The Chair of charity Faith in Later Life is urging the government to do more to address the country's lack of carers.
Stephen Hammersley was speaking to Premier after the latest figures show England has around 165,000 vacancies in the adult care sector, with more than ten per cent of social care jobs unfilled.
He says that although part of the problem is low pay, society needs to change the way it regards care work :
“I'm very concerned because something like one in ten positions in adult social care is unfilled. They’re paid for positions, but on top of that, there's something like half a million people who need care and can't get it. Because the government is rationing care by assessing people are not needing it when it's pretty obvious that they do. There's an army of unpaid carers as well as many vacancies in professional organisations that aren't getting the value and the support that they need.
“It’s been a low status role and society hasn't valued it. It's not just pay, it's more to do with value. We need to see caring when you're paid to care, as a really noble calling.
“Jesus says if you look after somebody in need, you're doing it as unto me, so we need society to value the work that people do.”
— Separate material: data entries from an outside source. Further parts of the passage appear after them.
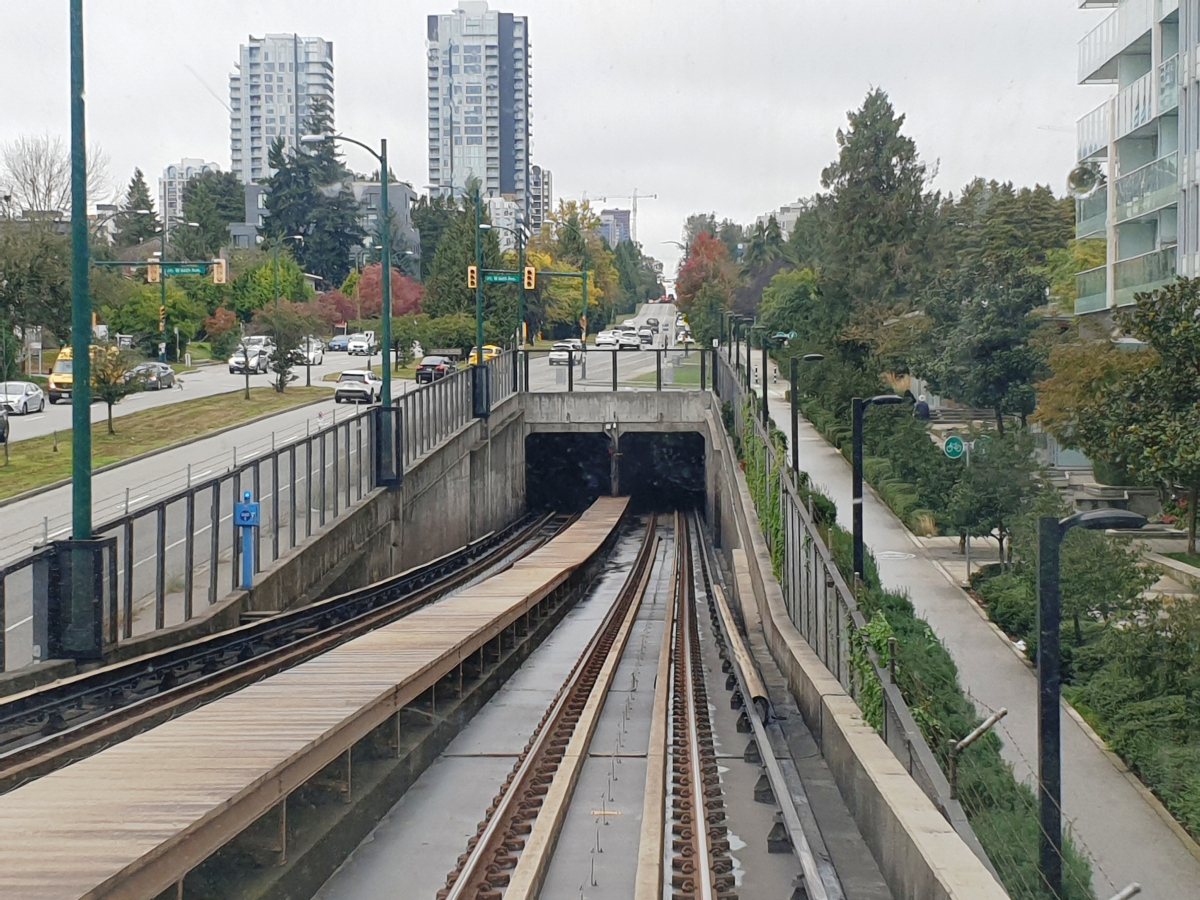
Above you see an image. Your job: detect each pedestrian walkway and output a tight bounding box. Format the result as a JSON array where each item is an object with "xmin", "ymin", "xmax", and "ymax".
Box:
[{"xmin": 768, "ymin": 383, "xmax": 1200, "ymax": 900}]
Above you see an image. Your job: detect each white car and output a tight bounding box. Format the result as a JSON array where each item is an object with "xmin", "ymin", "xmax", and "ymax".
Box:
[
  {"xmin": 346, "ymin": 331, "xmax": 379, "ymax": 356},
  {"xmin": 334, "ymin": 368, "xmax": 383, "ymax": 403},
  {"xmin": 0, "ymin": 382, "xmax": 46, "ymax": 415},
  {"xmin": 550, "ymin": 341, "xmax": 582, "ymax": 366}
]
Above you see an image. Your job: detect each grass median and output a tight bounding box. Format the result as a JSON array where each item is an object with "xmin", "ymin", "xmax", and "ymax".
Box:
[{"xmin": 0, "ymin": 388, "xmax": 332, "ymax": 500}]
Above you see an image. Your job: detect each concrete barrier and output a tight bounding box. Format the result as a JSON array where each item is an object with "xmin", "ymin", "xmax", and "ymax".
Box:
[{"xmin": 708, "ymin": 414, "xmax": 1008, "ymax": 900}]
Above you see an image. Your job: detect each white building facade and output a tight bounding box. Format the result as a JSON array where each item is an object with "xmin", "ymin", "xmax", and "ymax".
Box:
[
  {"xmin": 158, "ymin": 157, "xmax": 221, "ymax": 227},
  {"xmin": 1075, "ymin": 0, "xmax": 1185, "ymax": 314},
  {"xmin": 426, "ymin": 0, "xmax": 532, "ymax": 212},
  {"xmin": 229, "ymin": 34, "xmax": 334, "ymax": 184}
]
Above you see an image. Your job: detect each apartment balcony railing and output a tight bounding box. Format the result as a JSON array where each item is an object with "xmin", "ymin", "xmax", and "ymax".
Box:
[
  {"xmin": 1117, "ymin": 152, "xmax": 1180, "ymax": 222},
  {"xmin": 1075, "ymin": 186, "xmax": 1109, "ymax": 240},
  {"xmin": 1079, "ymin": 0, "xmax": 1159, "ymax": 84},
  {"xmin": 1075, "ymin": 265, "xmax": 1109, "ymax": 316},
  {"xmin": 1108, "ymin": 247, "xmax": 1175, "ymax": 308}
]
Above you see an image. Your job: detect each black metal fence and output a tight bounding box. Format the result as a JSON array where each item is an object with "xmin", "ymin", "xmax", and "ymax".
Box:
[{"xmin": 0, "ymin": 353, "xmax": 517, "ymax": 672}]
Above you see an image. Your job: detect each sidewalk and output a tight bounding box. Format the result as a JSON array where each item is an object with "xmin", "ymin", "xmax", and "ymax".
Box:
[{"xmin": 769, "ymin": 384, "xmax": 1200, "ymax": 900}]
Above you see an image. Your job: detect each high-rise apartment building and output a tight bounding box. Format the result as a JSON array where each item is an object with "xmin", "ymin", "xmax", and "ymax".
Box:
[
  {"xmin": 158, "ymin": 157, "xmax": 221, "ymax": 227},
  {"xmin": 529, "ymin": 166, "xmax": 554, "ymax": 234},
  {"xmin": 426, "ymin": 0, "xmax": 530, "ymax": 210},
  {"xmin": 229, "ymin": 35, "xmax": 334, "ymax": 184},
  {"xmin": 1075, "ymin": 0, "xmax": 1185, "ymax": 313}
]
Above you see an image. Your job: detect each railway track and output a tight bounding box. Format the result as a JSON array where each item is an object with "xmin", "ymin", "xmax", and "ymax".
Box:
[
  {"xmin": 437, "ymin": 514, "xmax": 825, "ymax": 900},
  {"xmin": 0, "ymin": 515, "xmax": 574, "ymax": 793}
]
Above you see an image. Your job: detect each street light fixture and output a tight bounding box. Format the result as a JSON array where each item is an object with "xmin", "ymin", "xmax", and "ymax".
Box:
[
  {"xmin": 1037, "ymin": 509, "xmax": 1146, "ymax": 898},
  {"xmin": 851, "ymin": 394, "xmax": 904, "ymax": 582},
  {"xmin": 300, "ymin": 133, "xmax": 391, "ymax": 407}
]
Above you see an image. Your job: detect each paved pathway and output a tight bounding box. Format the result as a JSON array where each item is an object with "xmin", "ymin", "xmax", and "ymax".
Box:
[{"xmin": 769, "ymin": 385, "xmax": 1200, "ymax": 900}]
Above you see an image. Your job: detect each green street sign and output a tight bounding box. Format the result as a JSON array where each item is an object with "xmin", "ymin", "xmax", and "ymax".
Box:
[{"xmin": 162, "ymin": 263, "xmax": 209, "ymax": 275}]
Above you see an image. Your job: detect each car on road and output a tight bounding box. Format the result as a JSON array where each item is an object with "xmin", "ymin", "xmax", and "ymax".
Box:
[
  {"xmin": 346, "ymin": 331, "xmax": 379, "ymax": 356},
  {"xmin": 0, "ymin": 382, "xmax": 46, "ymax": 415},
  {"xmin": 125, "ymin": 362, "xmax": 175, "ymax": 391},
  {"xmin": 416, "ymin": 356, "xmax": 458, "ymax": 384},
  {"xmin": 467, "ymin": 343, "xmax": 504, "ymax": 366},
  {"xmin": 550, "ymin": 341, "xmax": 583, "ymax": 366},
  {"xmin": 229, "ymin": 335, "xmax": 275, "ymax": 374},
  {"xmin": 617, "ymin": 331, "xmax": 642, "ymax": 350},
  {"xmin": 334, "ymin": 368, "xmax": 383, "ymax": 403}
]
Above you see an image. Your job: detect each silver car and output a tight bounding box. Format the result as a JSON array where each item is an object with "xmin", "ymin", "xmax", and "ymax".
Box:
[{"xmin": 0, "ymin": 382, "xmax": 46, "ymax": 415}]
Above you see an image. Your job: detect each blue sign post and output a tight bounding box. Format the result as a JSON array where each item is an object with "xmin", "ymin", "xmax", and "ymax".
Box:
[{"xmin": 233, "ymin": 491, "xmax": 259, "ymax": 590}]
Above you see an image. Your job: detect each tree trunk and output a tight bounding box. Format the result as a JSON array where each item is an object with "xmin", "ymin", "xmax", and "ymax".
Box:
[{"xmin": 1188, "ymin": 482, "xmax": 1200, "ymax": 557}]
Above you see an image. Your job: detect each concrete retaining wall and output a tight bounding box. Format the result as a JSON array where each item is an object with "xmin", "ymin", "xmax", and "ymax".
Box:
[{"xmin": 709, "ymin": 414, "xmax": 1008, "ymax": 900}]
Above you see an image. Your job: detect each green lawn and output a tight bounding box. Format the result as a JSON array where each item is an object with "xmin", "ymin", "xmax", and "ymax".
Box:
[{"xmin": 0, "ymin": 388, "xmax": 330, "ymax": 499}]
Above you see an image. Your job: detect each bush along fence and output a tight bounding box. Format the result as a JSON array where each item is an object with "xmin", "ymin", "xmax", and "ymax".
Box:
[{"xmin": 718, "ymin": 359, "xmax": 1096, "ymax": 900}]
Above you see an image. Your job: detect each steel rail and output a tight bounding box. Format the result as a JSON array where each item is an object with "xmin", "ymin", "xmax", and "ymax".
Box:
[
  {"xmin": 0, "ymin": 516, "xmax": 568, "ymax": 792},
  {"xmin": 437, "ymin": 516, "xmax": 658, "ymax": 900}
]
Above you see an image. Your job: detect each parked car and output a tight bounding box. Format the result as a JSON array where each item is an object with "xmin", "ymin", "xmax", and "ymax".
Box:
[
  {"xmin": 416, "ymin": 356, "xmax": 458, "ymax": 384},
  {"xmin": 0, "ymin": 382, "xmax": 46, "ymax": 415},
  {"xmin": 550, "ymin": 341, "xmax": 583, "ymax": 366},
  {"xmin": 346, "ymin": 331, "xmax": 379, "ymax": 356},
  {"xmin": 229, "ymin": 335, "xmax": 275, "ymax": 374},
  {"xmin": 334, "ymin": 368, "xmax": 383, "ymax": 403},
  {"xmin": 125, "ymin": 362, "xmax": 175, "ymax": 391}
]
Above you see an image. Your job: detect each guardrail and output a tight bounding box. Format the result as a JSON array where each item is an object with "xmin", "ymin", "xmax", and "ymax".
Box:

It comes as The Guardian is reporting the Health Service Journal as saying the government may be about to roll back on its promise to dedicate £500 million investment in social care, reducing it to £250 million.
The Department of Health and Social Care hasn’t denied the report. In a statement to The Guardian it said it remained committed to the 10-year vision for adult social care and added that a plan for reform of the system over the next two years will be published soon.
Mr Hammersley said the government needs to tackle the situation urgently:
“I'm deeply disappointed. There’s a long history of Prime Ministers saying that they will fix adult social care. But unfortunately, it keeps getting kicked down the road. So although there are there is talk of recognising and helping people who are caring, we don't really see that in action.
“Jesus says if you look after somebody in need, you're doing it as unto me, so we need society to value the work that people do.
“It’s an enormous challenge, but it's also an enormous opportunity. I think Christian people in the church can lead the way. A key part of this is to value both people who are older and frail, but also those who do the caring.”